If you’re nervous or anxious about the procedure, discuss your concerns with the doctor. It’s important that you are able to lie still for an extended period.

Before the procedure begins, you may need to put on a gown.

When the procedure begins, your doctor will ask you to lie down. You will feel a cold sensation as your doctor cleans your neck with iodine or another solution that kills any harmful germs that may be on your skin. In some cases, your doctor will use a local anesthetic to numb the area, but this isn’t always necessary.

Next, your doctor will insert a small needle into the nodule. You should not talk, swallow, or move while this happens. Your doctor will repeat this a few times to make sure they have a large enough sample for the analysis.
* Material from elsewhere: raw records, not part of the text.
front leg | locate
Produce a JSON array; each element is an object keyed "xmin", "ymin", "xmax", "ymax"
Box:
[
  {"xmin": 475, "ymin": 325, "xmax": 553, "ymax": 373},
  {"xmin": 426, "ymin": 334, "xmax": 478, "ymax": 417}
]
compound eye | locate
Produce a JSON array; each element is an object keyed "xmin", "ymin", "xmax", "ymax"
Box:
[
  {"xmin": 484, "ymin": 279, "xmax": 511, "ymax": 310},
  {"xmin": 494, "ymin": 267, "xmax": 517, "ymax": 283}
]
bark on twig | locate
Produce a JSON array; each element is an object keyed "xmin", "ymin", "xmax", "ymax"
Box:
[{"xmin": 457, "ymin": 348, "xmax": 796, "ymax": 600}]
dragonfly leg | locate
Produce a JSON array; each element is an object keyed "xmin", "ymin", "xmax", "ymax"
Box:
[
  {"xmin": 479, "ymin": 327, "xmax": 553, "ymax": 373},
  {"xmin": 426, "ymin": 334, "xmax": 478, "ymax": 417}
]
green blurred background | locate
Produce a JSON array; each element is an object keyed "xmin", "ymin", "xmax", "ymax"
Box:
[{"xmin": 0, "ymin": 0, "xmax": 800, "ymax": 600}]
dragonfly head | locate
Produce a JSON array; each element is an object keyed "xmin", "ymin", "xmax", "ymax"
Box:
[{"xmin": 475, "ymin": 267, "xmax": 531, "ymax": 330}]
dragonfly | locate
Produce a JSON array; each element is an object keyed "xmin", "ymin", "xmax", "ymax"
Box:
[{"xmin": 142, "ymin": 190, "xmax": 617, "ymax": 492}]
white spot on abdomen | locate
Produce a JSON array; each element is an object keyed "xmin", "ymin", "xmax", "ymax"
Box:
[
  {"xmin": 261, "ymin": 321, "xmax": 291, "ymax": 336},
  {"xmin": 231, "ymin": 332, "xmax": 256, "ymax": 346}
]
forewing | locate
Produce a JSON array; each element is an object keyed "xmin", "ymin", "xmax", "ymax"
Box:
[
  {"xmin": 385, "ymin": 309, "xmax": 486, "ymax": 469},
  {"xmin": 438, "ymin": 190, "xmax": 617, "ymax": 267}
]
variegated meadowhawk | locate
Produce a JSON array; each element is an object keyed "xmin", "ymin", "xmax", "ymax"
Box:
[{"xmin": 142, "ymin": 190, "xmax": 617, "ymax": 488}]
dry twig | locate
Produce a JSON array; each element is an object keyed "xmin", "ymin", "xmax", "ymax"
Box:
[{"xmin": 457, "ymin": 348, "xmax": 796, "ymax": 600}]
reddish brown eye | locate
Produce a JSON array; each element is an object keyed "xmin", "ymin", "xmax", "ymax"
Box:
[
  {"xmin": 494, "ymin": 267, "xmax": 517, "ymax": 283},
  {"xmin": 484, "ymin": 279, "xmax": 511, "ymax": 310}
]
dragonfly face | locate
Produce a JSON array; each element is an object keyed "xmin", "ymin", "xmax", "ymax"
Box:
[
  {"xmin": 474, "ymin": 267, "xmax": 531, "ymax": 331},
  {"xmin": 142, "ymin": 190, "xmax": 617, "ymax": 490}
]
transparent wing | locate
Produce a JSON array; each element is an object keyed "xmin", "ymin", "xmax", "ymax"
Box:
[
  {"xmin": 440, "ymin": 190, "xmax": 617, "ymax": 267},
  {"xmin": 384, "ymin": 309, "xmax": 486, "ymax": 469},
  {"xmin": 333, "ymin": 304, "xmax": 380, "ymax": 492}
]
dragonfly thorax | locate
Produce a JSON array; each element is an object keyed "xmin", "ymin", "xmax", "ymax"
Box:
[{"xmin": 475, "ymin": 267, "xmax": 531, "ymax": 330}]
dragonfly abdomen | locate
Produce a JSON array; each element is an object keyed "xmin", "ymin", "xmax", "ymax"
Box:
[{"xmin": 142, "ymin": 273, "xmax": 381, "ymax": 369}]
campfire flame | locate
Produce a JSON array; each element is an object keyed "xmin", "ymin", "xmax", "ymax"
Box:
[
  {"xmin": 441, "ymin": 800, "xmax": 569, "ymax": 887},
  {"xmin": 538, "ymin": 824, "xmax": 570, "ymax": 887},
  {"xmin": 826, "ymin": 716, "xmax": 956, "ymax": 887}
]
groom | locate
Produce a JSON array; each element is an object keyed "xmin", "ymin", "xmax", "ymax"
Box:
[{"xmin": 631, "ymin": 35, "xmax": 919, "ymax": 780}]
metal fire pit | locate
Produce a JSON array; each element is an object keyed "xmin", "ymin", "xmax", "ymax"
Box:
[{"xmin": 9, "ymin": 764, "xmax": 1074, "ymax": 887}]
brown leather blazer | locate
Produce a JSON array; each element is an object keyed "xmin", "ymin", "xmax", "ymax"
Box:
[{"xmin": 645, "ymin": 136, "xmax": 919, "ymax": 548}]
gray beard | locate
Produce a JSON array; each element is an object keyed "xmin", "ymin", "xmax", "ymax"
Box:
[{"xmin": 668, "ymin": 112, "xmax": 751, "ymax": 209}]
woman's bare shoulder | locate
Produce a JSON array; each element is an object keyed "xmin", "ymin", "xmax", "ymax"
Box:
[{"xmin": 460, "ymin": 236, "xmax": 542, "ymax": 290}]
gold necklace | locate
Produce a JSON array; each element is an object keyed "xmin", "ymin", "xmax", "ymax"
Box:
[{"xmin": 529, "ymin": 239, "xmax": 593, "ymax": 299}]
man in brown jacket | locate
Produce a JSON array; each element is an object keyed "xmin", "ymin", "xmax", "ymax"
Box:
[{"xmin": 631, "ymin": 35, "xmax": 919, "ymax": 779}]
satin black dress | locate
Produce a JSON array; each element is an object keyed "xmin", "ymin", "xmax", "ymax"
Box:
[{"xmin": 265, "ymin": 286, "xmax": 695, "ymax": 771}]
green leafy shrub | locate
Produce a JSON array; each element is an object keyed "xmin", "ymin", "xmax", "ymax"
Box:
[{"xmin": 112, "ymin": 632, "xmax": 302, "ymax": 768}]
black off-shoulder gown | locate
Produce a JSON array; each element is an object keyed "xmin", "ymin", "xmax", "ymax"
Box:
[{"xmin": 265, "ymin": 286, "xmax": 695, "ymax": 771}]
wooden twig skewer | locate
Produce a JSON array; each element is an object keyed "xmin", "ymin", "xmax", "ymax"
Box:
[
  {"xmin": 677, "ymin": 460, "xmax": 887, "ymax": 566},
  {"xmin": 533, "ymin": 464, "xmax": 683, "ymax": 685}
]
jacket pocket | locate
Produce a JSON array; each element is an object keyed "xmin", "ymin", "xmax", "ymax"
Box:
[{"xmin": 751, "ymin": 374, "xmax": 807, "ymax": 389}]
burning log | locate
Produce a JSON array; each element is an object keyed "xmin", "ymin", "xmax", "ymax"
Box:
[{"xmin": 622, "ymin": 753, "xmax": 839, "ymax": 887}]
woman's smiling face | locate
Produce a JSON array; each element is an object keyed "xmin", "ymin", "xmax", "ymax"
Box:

The procedure usually lasts about 20 to 30 minutes. After the procedure, your doctor will place some gauze over the area and apply pressure for several minutes to stop the bleeding. You may see a small bruise on the area within a day or two.

Your doctor may tell you not to take any medications that contain aspirin or nonsteroidal anti-inflammatory drugs for 24 to 48 hours.

Fine needle aspiration of the thyroid is generally safe. Still, there are some risks, such as:

  • bleeding
  • infection
  • cysts

You may experience swelling, bruising, or slight pain, which is normal. Call your doctor if you develop a fever or continue to have swelling or more intense pain.

Your doctor will send your tissue sample to a lab for analysis. The results are usually available within one week. The results that come back will fall into one of four categories:

  • benign (not harmful)
  • suspicious (may be cancerous)
  • malignant (cancerous)
  • inadequate/indeterminate (unable to tell from the sample)

Your doctor will discuss the results with you and determine the next steps to take. If you have suspicious, malignant, or inadequate results, you may need to have further procedures.